Finding a well-connected critic is more important to an academic paper’s success than securing comments from a famous scholar, a new study claims.
In a paper presented at the European Economic Association’s annual conference, which took place in Geneva last month, two University of Cape Town economists explained how their analysis of 1,800 research papers in finance journals shows how authors who gain feedback from well-connected academics gain more citations than those who get comments from famous or senior scholars.
Previous research shows that the more feedback that academics seek for work in progress, the more citations a paper receives once it is formally published.
But the new study, titled “The Importance of Informal Intellectual Collaboration with Central Colleagues”, shows that it is crucial how well connected the person giving feedback is.
Those papers that received comments from more well-connected scholars gained 15 per cent more citations over four years than average, said the study, which analysed academic networks spanning around 7,500 scholars.

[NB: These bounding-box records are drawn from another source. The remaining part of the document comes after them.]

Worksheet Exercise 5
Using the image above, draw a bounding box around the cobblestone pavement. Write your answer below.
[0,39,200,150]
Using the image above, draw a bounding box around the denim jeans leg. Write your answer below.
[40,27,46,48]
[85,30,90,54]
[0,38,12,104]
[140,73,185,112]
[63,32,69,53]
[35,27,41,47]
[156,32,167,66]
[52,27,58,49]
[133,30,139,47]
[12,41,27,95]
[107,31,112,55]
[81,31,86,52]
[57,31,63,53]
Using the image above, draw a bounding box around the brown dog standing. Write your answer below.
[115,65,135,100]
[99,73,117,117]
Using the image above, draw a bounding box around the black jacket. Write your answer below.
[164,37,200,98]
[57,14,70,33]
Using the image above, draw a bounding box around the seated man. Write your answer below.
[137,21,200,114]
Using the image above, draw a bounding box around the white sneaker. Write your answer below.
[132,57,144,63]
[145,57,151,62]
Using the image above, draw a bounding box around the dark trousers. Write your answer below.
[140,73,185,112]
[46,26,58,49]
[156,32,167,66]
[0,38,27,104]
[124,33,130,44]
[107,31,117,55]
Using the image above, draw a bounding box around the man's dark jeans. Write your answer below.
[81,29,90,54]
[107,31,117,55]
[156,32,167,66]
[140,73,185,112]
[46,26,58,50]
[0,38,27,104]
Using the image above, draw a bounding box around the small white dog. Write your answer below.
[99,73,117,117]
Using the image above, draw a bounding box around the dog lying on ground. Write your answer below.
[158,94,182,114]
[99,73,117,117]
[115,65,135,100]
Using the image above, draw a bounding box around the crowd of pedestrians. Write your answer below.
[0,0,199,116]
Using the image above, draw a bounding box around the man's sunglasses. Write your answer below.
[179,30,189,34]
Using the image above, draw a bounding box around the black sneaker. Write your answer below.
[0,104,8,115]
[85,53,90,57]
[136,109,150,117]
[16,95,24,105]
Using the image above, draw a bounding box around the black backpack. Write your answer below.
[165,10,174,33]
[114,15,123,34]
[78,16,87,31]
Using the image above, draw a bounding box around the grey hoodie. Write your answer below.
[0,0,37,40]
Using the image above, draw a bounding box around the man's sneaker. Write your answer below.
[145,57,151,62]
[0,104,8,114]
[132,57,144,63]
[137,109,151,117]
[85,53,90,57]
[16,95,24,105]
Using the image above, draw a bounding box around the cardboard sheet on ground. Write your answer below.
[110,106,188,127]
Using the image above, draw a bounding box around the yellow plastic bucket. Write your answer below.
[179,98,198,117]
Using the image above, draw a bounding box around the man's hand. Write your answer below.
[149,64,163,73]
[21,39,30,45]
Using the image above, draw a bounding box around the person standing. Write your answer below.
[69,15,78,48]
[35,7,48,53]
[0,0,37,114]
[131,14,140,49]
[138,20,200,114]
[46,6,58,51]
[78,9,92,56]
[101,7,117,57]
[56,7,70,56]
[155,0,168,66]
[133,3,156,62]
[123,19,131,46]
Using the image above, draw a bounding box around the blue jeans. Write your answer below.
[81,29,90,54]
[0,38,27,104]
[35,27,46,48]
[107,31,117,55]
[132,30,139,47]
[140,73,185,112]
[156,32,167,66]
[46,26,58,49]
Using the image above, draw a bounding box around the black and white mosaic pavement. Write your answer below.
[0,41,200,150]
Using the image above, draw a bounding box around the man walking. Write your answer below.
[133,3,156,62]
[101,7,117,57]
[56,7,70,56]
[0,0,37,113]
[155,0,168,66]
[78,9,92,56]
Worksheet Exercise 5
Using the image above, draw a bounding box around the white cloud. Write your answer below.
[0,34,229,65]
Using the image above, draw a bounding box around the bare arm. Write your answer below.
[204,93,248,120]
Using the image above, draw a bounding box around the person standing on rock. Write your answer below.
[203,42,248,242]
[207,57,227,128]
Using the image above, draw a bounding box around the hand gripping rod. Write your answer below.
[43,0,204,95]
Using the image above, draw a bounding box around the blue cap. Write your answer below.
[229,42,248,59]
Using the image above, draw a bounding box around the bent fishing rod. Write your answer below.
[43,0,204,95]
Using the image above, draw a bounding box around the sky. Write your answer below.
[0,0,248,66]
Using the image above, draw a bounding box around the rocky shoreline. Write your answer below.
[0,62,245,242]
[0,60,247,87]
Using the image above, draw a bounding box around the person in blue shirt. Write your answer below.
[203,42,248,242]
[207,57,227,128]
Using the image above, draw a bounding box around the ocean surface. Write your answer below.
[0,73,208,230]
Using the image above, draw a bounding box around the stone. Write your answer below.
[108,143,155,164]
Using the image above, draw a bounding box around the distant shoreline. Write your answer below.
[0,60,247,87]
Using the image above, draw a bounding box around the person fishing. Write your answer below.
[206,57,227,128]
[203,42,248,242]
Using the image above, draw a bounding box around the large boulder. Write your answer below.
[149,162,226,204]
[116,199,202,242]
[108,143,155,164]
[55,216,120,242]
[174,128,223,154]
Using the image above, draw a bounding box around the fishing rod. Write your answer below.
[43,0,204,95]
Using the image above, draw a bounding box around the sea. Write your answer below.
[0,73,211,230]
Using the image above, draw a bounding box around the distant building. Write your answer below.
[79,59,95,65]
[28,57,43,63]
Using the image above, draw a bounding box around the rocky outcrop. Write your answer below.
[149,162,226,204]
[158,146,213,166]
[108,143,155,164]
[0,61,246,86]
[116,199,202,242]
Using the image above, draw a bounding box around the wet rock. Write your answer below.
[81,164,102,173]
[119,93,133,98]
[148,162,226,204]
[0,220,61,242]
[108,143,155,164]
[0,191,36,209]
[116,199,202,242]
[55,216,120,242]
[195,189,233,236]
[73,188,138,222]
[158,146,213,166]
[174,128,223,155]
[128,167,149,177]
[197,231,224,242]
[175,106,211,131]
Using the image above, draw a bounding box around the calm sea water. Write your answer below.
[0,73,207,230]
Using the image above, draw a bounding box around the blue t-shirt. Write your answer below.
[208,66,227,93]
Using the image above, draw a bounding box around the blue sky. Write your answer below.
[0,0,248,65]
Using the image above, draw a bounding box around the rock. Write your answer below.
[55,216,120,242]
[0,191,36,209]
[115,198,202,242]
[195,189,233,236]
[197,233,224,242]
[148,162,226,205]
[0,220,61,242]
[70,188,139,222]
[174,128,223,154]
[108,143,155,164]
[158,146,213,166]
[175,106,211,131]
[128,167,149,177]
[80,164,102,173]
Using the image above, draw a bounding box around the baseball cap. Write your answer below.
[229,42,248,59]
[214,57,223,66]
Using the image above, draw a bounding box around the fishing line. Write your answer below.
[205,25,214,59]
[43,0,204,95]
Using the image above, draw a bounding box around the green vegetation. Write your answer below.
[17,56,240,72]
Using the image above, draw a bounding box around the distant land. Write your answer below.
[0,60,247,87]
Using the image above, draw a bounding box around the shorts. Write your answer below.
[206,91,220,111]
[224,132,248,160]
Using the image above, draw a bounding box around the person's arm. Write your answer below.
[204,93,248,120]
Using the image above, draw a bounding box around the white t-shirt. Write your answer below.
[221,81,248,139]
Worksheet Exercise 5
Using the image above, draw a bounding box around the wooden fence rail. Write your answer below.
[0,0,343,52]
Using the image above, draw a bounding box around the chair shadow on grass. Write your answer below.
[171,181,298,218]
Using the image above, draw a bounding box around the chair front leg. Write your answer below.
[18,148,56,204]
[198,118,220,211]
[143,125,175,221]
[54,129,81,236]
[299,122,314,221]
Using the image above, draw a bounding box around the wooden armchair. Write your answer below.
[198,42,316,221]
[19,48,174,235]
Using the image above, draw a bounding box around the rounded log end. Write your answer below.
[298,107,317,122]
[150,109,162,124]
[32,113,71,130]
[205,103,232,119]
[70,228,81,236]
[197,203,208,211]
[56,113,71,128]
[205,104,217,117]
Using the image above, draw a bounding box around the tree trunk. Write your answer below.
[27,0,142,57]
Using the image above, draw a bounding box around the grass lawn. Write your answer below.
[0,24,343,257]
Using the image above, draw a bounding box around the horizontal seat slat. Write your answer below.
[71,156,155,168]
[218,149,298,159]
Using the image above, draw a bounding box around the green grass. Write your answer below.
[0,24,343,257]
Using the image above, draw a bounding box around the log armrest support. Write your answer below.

“Our results highlight the need for researchers to travel and disseminate the work and to network, especially in the earliest stages of their careers,” said the study’s authors, Co-Pierre Georg and Michael Rose, from the University of Cape Town.
“Research policymakers should also be aware of the crucial role of funding for travel and conferences for scientific progress,” they added.
The findings also highlight the crucial process of seeking feedback in seminars at universities and conferences before a paper is sent to a journal, the authors explain.
Previous studies suggest that every seminar or additional person commenting increases the scientific impact (measured as number of citations) over a paper’s lifespan, they add.
It also matters to whom authors speak, they suggest, as feedback by academics connecting different research clusters carries greater weight. These individuals are not necessarily well known, very senior or at prestigious universities, but their “structural connectedness” matters as they may pass on information that few others in their local social network possess, they add.
Understanding knowledge flows helps to explain productivity differentials across science and might improve the innovative process of science, they conclude, and they say that researchers should seek collaboration partners with this knowledge in mind.